Flask is awesome. It's lightweight enough to disappear, but extensible enough to be able to get some niceties such as auth and ACLs without much effort. On top of that, the Werkzeug debugger is pretty handy (not as nice as wdb's, though).

Things were going swimmingly until our QA server went down. While the server may have stopped, development didn't, and we needed a way to get testable builds up and running for QA. One of my fellow developers quickly stood up an instance of our application on a lightly-used box that was nearing the end of its usefulness. To get around the fact that the machine wasn't outfitted for httpd action, the developer just backgrounded an instance of the Flask development server and established an SSH tunnel for QA to use. This was deemed acceptable by our QA team of one. We rejoiced and went back to work.

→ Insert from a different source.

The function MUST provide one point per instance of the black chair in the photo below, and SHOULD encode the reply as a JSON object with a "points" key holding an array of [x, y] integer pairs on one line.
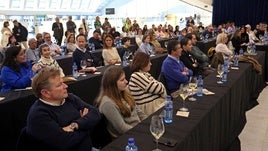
{"points": [[161, 78], [100, 136], [26, 142]]}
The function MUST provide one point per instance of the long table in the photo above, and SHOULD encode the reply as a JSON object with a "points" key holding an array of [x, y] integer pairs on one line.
{"points": [[214, 121], [14, 109]]}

Days passed and our system engineer's backlog remained dangerously full, with the QA server remaining a low priority. Thankfully, aside from having to restart the process a few times, the Little Server That Could kept on chugging. But then disaster struck - we hired another tester! Technically her joining was a great thing; when you bring in fresh blood you get not only another person working the trenches but also an influx of fresh ideas. However, her arrival brought some unforeseen trouble - the QA server would get more than one user! This wouldn't normally be an issue, but at the moment our QA server was nothing more than a single threaded developer script running as an unmanaged process. Oops.

Sure enough the complaints from QA started bubbling forth: "Test is down!", "Test isn't loading!", "Test is unusable!" To preserve harmony in the office, and to hold to our end of the developer-tester bargain, we had to do something (the sysengineer was busy rebuilding a dead Solr cluster). We needed to buy some time, so I started investigating what we could do with what we already had - maybe there was a way to handle the load with the development server.

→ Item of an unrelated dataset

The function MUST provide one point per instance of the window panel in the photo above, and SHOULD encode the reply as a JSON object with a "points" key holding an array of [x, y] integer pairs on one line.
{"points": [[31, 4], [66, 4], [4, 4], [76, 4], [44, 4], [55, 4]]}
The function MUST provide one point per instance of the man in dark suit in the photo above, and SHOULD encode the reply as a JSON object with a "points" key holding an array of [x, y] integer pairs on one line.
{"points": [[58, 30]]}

Flask uses the Werkzeug WSGI library to manage its server, so that would be a good place to start. Sure enough, the docs state that the WSGIref wrapper accepts a parameter specifying whether or not the it should use a thread per request. Now, how to invoke this from within Flask?

This, much like with everything else in the framework, was surprisingly easy. Flask's app.run function accepts an option collection which it passes on to Werkzeug's run_simple. I updated our dev server startup script...

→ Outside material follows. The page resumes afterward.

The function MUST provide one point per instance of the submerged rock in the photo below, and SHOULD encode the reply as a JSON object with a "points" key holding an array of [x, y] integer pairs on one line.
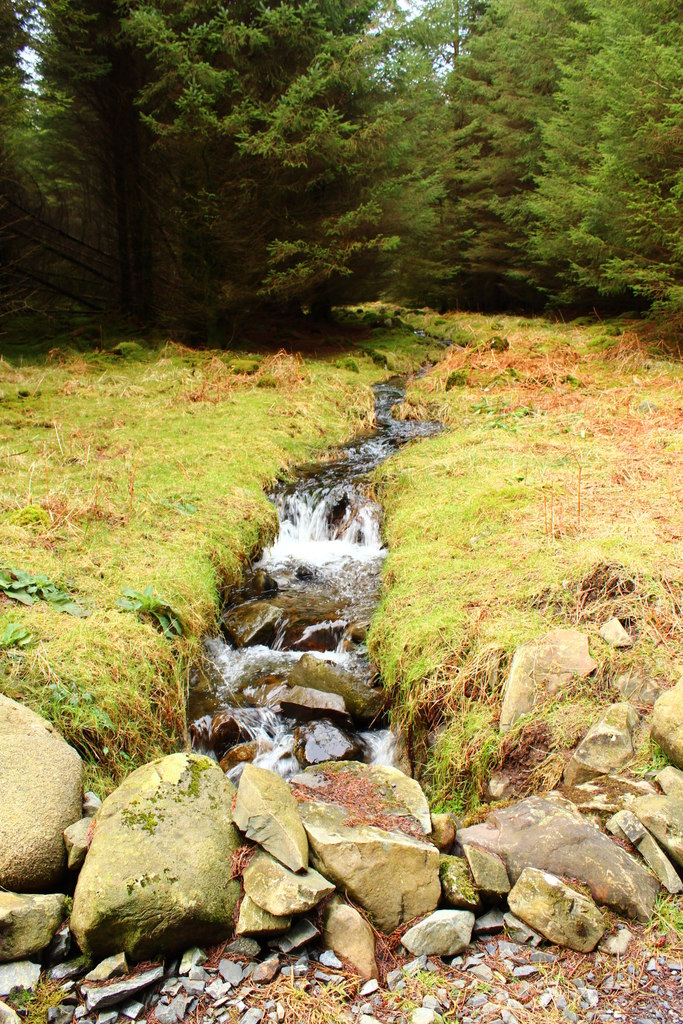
{"points": [[157, 877], [549, 834], [393, 877], [547, 665], [42, 784], [349, 935], [280, 891], [28, 924], [557, 911], [363, 701], [266, 812], [252, 624], [383, 790], [305, 704], [443, 933], [668, 723], [321, 741], [606, 748]]}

app.run(host="0.0.0.0", port=8080, threaded=True)

... and then threw it back over the wall to QA. I moseyed on over to test-land shortly thereafter to discover them chipping away at a backlog of tasks, with the webserver serving away as if nothing happened.

A few weeks weeks later, the new test server is almost ready for prime time, and our multithreaded Flask server (which should never be used for any sort of production purposes) is still holding down the fort.